Truffaut was always a master of quiet comedy, and there are fine touches like the aging actress fortifying herself with booze and blaming her lack of memory on her makeup girl. Then there’s the young male lead’s ill-fated love for Jacqueline Bisset; she is happily married to a doctor, but unwisely extends her sympathy to the youth, who repays her by very nearly destroying her marriage as well as himself. And all the time there is the movie to be made: Truffaut gives us a hilarious session with the “trained” cat, and shows us without making a point of it how snow is produced on a set, how stunt drivers survive car crashes, and how third-floor balconies can exist without buildings below them.

What we see on the screen is nothing at all like what happens on the set a truth the movie’s title reflects. (“Day for night” is the technical term for “night” scenes shot in daylight with a special filter. The movie’s original French title, “La Nuit Americaine,” is the French term for the same process--acknowledging their debt to Hollywood.)

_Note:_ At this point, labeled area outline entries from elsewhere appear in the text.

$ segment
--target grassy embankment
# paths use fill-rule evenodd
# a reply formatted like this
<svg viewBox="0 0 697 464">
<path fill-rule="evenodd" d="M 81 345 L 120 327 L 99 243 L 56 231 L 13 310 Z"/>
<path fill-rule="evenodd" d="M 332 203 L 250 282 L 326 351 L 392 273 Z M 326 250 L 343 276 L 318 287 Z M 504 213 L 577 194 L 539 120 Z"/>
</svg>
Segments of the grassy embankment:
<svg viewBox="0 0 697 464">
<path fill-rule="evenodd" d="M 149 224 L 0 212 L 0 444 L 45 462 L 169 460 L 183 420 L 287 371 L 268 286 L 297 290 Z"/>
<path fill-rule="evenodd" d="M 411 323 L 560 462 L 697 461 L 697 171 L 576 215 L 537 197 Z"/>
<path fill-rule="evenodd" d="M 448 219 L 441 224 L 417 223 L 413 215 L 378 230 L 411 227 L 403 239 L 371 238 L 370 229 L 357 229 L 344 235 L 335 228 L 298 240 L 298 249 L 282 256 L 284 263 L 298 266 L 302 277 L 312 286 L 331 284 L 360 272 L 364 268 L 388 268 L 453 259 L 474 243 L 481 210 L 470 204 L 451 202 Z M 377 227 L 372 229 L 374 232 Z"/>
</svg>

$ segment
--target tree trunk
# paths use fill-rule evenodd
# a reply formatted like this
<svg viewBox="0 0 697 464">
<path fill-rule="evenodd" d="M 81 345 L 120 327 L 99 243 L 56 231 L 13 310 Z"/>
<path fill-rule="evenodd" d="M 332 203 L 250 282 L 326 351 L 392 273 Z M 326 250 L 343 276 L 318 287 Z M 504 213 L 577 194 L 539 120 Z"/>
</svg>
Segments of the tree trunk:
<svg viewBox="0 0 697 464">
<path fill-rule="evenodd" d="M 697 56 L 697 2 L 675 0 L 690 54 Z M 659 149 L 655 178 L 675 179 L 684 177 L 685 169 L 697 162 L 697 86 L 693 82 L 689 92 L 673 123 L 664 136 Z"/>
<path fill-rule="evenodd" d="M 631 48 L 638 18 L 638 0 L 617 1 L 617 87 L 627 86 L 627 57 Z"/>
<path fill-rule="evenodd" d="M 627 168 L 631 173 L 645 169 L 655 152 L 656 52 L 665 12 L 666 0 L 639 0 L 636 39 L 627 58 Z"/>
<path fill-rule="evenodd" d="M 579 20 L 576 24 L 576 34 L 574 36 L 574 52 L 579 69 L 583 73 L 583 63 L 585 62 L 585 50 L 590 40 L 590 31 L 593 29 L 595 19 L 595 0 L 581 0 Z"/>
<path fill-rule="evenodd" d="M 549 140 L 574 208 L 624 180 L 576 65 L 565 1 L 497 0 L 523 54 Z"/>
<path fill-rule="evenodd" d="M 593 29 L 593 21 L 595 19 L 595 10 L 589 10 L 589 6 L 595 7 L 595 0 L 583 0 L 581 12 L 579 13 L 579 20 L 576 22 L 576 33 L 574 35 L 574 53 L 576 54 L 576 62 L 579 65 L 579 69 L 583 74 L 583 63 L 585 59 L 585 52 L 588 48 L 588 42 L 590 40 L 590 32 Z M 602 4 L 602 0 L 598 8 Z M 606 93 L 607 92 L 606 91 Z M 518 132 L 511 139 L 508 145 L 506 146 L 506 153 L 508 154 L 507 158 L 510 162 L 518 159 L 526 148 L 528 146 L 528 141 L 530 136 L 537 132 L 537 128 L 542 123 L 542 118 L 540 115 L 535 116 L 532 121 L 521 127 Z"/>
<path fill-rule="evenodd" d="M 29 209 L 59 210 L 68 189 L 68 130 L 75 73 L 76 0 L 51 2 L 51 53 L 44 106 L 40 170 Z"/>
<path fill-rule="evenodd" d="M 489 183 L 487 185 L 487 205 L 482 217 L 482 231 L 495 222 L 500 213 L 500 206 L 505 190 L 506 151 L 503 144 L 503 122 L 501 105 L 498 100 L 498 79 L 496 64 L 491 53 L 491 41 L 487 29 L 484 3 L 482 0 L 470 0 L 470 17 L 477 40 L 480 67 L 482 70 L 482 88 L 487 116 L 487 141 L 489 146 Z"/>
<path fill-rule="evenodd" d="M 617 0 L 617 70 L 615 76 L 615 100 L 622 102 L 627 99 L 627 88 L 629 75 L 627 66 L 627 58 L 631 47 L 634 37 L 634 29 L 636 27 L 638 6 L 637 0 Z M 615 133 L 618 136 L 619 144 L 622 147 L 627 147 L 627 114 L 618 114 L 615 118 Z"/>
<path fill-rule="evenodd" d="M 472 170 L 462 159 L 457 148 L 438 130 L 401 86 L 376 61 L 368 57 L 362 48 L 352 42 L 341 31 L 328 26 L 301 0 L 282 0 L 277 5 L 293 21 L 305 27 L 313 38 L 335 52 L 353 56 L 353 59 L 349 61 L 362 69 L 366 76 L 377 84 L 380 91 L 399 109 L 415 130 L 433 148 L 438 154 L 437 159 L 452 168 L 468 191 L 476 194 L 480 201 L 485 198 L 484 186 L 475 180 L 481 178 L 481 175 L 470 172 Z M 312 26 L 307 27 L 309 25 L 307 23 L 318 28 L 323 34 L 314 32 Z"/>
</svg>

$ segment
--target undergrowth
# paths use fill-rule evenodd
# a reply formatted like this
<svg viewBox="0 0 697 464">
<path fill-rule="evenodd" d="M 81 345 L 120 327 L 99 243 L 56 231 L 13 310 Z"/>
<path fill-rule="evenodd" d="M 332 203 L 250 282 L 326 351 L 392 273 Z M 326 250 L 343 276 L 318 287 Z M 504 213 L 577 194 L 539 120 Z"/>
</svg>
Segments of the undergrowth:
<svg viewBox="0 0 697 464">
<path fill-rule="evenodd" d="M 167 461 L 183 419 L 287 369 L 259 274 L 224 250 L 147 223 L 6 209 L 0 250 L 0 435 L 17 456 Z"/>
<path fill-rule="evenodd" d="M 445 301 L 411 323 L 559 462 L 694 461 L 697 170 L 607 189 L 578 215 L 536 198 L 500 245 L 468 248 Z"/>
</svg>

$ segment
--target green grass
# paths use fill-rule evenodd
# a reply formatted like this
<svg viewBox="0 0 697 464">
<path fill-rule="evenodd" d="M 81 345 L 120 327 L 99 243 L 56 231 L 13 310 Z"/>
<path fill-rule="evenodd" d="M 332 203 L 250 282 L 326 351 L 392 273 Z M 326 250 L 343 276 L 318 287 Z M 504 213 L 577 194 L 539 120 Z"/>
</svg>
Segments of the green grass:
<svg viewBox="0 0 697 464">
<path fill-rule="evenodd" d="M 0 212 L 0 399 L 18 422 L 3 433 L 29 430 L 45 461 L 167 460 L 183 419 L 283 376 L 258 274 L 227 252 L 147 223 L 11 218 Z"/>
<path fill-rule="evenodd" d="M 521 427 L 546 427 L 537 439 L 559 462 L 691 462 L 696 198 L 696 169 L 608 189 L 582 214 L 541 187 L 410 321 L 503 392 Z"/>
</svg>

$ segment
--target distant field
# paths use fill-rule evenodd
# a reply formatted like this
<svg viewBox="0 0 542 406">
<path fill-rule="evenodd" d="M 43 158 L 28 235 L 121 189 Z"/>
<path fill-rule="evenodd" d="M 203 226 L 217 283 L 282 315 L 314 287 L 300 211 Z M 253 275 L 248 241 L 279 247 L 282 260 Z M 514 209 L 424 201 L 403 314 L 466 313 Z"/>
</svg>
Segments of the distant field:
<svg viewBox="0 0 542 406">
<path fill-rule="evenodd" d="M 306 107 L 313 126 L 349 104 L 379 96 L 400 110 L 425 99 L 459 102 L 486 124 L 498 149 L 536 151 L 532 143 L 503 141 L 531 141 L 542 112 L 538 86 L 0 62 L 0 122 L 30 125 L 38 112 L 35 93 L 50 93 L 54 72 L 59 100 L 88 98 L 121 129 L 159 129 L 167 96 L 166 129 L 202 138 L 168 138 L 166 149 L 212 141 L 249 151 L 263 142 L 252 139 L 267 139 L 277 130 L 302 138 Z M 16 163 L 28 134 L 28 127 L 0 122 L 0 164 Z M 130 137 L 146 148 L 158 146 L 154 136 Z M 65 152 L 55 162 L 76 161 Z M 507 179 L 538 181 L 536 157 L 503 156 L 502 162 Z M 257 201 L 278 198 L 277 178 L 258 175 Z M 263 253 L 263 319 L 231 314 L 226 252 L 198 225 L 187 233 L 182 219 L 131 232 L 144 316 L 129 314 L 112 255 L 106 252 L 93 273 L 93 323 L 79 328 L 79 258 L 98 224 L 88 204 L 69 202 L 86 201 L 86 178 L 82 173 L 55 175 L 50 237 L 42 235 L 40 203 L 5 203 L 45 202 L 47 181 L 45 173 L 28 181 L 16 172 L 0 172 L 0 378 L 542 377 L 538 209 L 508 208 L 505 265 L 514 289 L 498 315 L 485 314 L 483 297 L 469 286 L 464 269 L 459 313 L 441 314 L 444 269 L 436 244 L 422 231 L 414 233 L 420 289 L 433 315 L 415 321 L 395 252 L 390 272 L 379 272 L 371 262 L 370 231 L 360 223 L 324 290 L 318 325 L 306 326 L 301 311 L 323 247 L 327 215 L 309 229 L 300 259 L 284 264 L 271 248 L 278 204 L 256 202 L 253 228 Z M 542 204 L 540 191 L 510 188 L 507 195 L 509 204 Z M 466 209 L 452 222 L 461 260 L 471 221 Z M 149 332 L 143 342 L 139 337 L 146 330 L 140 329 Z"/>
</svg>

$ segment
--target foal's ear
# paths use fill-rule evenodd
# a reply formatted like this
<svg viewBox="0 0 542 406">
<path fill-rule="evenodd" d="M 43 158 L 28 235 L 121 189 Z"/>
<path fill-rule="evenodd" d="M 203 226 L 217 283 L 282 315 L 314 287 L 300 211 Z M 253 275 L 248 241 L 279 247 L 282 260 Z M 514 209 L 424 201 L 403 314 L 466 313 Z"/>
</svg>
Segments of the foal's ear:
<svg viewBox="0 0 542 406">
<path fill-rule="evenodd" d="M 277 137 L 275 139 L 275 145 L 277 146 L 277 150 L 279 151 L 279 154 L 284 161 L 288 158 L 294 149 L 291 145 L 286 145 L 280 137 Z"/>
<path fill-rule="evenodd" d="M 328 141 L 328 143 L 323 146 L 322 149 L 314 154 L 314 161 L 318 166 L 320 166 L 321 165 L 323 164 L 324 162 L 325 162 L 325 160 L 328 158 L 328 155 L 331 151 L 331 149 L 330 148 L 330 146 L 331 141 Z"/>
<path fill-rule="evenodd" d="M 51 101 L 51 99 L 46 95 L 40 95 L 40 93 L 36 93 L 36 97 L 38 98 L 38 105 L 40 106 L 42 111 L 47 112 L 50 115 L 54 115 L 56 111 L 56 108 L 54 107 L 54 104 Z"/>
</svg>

The movie is just plain fun. Movie buffs will enjoy it like “Singin’ in the Rain” (that perfect musical about the birth of talkies), but you don’t have to be a movie buff to like it. Truffaut knows and loves the movies so much he’s infectious; one of “Day for Night’s” best scenes is a dream in which the adult director remembers himself, as a little boy, slinking down a darkened street to steal a still from “Citizen Kane” from in front of a theater. We know who the little boy grew up to be, and that explains everything to us about how he feels now.